Голос марсианина

Олег Васанта
       Иногда по вечерам мы с сестрой ходили к заброшенному старому колодцу слушать голос марсианина. Конечно же, мы знали, что на самом деле там - в таинственной черной глубине - никакого марсианина не было, но это было не так уж важно. Нас завораживала сама процедура.
       Мы обнаружили, что если как можно ниже склониться над этим неиспользуемым, давно высохшим колодцем и внимательно прислушаться, то через какое-то время можно будет разобрать загадочный шум, состоящий из щелчков, шипения и каких-то царапаний – шум, который доносился до тебя из темноты внизу и мог означать все, что угодно.
       Эти-то звуки мы и называли между собой голосом марсианина.

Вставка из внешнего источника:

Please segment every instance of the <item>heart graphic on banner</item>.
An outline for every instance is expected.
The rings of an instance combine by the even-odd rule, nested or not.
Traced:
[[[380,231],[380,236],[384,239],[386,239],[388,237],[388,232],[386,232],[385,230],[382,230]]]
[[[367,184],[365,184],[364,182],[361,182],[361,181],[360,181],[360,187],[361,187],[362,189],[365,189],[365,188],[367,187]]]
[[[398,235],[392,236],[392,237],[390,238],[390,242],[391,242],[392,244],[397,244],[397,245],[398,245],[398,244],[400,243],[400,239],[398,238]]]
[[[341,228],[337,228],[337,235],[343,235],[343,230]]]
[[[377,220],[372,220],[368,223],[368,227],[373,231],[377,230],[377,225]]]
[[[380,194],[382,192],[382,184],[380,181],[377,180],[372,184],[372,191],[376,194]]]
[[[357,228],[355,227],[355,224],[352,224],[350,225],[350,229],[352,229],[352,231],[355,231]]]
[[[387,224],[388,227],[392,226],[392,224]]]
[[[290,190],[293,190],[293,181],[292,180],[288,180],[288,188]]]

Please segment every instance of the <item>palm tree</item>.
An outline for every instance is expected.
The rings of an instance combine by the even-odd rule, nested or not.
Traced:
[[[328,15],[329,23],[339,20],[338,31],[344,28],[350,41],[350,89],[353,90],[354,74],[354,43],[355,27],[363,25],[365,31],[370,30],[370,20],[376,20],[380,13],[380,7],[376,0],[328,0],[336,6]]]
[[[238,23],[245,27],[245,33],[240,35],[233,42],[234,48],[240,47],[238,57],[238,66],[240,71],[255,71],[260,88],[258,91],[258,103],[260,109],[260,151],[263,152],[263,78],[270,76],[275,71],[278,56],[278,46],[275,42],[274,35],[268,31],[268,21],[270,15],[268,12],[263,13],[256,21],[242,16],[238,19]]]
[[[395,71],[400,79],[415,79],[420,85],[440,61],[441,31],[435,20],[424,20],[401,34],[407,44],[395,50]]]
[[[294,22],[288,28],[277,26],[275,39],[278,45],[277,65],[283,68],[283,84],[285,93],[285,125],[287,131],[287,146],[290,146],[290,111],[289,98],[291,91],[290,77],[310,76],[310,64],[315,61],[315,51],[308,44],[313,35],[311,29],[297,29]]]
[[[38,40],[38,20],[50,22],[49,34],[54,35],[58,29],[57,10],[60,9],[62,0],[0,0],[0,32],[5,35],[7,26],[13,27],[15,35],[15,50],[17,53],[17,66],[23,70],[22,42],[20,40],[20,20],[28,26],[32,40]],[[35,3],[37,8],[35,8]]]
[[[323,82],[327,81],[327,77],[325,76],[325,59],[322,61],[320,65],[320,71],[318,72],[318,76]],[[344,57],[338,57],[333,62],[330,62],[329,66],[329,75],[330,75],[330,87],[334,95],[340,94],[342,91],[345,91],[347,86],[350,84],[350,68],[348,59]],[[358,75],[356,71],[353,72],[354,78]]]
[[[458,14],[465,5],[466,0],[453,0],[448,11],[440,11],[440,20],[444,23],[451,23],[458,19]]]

       Возвращаясь в наш небольшой домик, стоящий немного на отшибе, мы с Пэт, одержимые пылом первооткрывателей обсуждали его возможный облик, придумывая все новые яркие детали, и постепенно этот вымышленный марсианин, живущий в высохшем колодце, стал для нас почти реальной фигурой. Наверное, мы бы даже не слишком удивились, если бы однажды ночью, дверь, ведущая в детскую, неожиданно отворилась, и на пороге возник грозный силуэт, облаченный в древние боевые доспехи покрытые тонким налетом красноватого песка (так представлял его себе я) и обладающий пушистым серебристым хвостом (эту деталь добавила Пэт).
       Но ничего подобного не произошло. Вместо этого случилось нечто совсем другое: мы с родителями неожиданно переехали жить на новое место - место, которое находилось, как нам с Пэт тогда казалось, немыслимо далеко от прежнего дома, и где все наши старые фантазии с течением времени оказались забытыми.
       Или почти забытыми…
 
       После переезда началась совершенно иная жизнь. Мы поселились в просторном приземистом доме, окруженном со всех сторон бесконечными пшеничными полями. Недалеко от дома одиноко возвышалась пустующая ветряная мельница. Рядом находились хранилища для зерна и подсобные помещения. Никаких соседей здесь не было и в помине. До ближайшего небольшого городка нужно было добираться на машине почти что полдня. Да мы там практически и не бывали. Разве только в канун больших праздников. В общем, это было очень уединенное место.
       Первое время мы с Пэт часто спрашивали родителей - в чем же были причины такого поспешного переезда и столь странного выбора жилья, но удовлетворившего бы нас ответа так и не получили. В конце концов, мы просто перестали задавать эти вопросы, постепенно, все больше привыкая к новому месту…
       

       Но ведь иногда бывает и так, что ответы находят тебя даже после того, как ты уже почти успел позабыть свои вопросы. Так произошло и с нами. Дни тянулись один за другим, не принося с собой ничего необычного, до тех пор, пока в моей жизни не случилось одно не слишком примечательное, на первый взгляд, событие, однако послужившие поворотным пунктом для всего остального.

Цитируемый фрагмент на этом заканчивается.